07 Jan Mixed results from Precision HD 2 trial likely to impact the prospects of Wave Life Sciences
Wave Life Sciences (NASDAQ: WVE), a clinical-stage Company developing novel stereopure oligonucleotides to treat genetic defects, announced topline data from an ongoing Phase 1b/2a PRECISION-HD2 trial evaluating the safety and efficacy of WVE-120102, a first-in-class allele-selective approach to treat Huntington’s disease (HD). The study shows that patients treated with multiple intrathecal doses of WVE-120102, when compared to a placebo, demonstrated a statistically significant reduction of 12.4% in mutant huntingtin (mHTT) protein in cerebrospinal fluid (CSF). However, there was no statistically significant reduction in mutant huntingtin (mHTT) in those treated with WVE-120102 as compared to a placebo.
WVE-120102, is an allele-selective molecule, which targets two disease-associated single nucleotide polymorphisms (“SNPs”) within the huntingtin gene, namely rs362307 (“mHTT SNP-1”) and rs362331 (“mHTT SNP-2”), to reduce the production of the disease causing protein, while leaving the wild-type (healthy) HTT protein unaffected. Wave will now initiate a 32 mg cohort in January 2020. The Company is using an assay developed by the CHDI Foundation, a not-for-profit biomedical research organization, to measure total HTT (tHTT) protein and its affect on wtHTT.
Michael Panzara, MD, MPH, Chief Medical Officer of Wave Life Sciences commented,
“This topline analysis has given us the opportunity to evaluate early data from our ongoing dose finding study. The data demonstrate a reduction in mutant HTT and a safety and tolerability profile that supports exploration of higher doses of WVE-120102, with the goal of maximizing mutant HTT reduction and avoiding a negative impact on the healthy huntingtin protein.”

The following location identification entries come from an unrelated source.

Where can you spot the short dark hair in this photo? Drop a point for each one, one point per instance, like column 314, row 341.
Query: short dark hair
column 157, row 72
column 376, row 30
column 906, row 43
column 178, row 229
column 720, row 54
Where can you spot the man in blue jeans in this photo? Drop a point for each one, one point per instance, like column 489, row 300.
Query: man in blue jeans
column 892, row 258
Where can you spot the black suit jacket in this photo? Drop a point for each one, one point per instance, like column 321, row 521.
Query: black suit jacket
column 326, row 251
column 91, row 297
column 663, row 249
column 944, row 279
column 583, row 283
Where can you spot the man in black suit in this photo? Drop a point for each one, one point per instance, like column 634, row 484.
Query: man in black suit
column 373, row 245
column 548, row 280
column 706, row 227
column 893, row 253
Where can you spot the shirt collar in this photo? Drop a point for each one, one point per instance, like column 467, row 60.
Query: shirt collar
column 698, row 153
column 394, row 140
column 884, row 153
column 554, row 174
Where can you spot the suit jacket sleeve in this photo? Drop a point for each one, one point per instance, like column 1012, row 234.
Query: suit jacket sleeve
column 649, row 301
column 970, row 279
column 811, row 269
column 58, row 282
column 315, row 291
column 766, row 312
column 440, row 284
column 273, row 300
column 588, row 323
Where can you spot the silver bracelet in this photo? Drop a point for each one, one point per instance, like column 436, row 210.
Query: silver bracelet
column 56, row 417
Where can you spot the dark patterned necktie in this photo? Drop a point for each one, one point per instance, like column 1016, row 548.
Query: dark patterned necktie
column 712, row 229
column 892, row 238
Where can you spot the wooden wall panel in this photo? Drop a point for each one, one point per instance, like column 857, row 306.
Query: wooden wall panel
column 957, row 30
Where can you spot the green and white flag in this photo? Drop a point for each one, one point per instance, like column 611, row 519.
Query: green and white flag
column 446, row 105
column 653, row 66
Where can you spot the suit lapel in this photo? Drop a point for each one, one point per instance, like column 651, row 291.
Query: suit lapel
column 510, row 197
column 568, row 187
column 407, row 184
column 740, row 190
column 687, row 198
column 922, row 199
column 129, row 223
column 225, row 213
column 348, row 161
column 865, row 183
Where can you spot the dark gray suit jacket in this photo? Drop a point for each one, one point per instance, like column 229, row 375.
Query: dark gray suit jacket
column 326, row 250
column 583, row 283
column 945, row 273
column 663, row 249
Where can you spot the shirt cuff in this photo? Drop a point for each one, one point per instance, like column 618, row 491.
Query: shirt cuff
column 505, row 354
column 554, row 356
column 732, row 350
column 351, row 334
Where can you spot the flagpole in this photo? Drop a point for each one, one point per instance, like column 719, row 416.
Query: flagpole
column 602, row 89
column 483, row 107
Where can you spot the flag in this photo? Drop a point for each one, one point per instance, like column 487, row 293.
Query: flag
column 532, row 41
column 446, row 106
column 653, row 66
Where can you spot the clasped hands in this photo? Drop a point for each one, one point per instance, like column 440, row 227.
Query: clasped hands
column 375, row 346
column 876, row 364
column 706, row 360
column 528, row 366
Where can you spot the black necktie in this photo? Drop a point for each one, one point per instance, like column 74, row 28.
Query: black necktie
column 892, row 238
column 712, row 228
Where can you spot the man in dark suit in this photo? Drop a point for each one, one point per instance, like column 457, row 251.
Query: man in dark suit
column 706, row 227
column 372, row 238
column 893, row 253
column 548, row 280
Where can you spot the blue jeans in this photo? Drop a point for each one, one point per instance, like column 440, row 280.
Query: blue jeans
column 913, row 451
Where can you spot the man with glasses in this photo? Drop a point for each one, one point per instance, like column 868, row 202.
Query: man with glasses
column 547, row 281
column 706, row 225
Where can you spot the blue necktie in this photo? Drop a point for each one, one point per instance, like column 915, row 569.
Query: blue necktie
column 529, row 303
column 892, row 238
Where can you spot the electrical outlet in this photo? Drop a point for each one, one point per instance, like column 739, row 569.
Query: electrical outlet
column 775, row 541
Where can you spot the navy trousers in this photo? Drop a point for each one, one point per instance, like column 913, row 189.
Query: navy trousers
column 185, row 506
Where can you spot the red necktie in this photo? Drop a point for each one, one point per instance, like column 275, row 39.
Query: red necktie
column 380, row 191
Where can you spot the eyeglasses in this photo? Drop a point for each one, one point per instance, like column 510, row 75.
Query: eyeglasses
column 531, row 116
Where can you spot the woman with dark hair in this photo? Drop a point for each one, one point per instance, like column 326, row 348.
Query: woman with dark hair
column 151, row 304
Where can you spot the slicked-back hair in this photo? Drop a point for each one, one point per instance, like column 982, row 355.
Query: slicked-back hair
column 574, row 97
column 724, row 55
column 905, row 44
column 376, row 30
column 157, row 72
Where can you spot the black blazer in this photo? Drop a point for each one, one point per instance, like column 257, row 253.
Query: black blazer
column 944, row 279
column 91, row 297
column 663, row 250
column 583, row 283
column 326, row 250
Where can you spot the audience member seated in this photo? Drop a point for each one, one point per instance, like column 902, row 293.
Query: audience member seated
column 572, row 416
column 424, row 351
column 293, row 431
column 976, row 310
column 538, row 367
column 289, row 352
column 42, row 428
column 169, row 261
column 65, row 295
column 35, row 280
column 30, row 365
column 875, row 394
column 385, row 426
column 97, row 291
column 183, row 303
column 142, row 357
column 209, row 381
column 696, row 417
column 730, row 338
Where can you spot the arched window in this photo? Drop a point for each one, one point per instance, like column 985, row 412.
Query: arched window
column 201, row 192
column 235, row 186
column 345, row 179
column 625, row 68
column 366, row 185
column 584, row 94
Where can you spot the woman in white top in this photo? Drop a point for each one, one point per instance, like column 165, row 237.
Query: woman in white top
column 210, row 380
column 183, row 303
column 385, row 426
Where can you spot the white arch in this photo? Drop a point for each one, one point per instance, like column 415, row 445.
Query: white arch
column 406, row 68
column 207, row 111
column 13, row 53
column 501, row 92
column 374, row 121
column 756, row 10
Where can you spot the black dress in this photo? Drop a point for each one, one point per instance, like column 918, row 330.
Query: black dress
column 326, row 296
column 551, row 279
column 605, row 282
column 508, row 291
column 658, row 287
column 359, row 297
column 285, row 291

Wave is currently engaged in a Phase 1b/2a trial named PRECISION-HD1, which is evaluating the safety and efficacy of WVE-120101 in early manifest HD patients who carry SNP rs362307 (SNP1). The Company will now initiate a 32 mg cohort for this trial based on the above results.
In December 2019, the Company announced the decision to discontinue the development of suvodirsen for patients with Duchenne muscular dystrophy (DMD), who have mutations amenable to exon 51 skipping, based on the interim results from a phase 1 open-label extension (OLE) study.
Wave Life Sciences (NASDAQ: WVE)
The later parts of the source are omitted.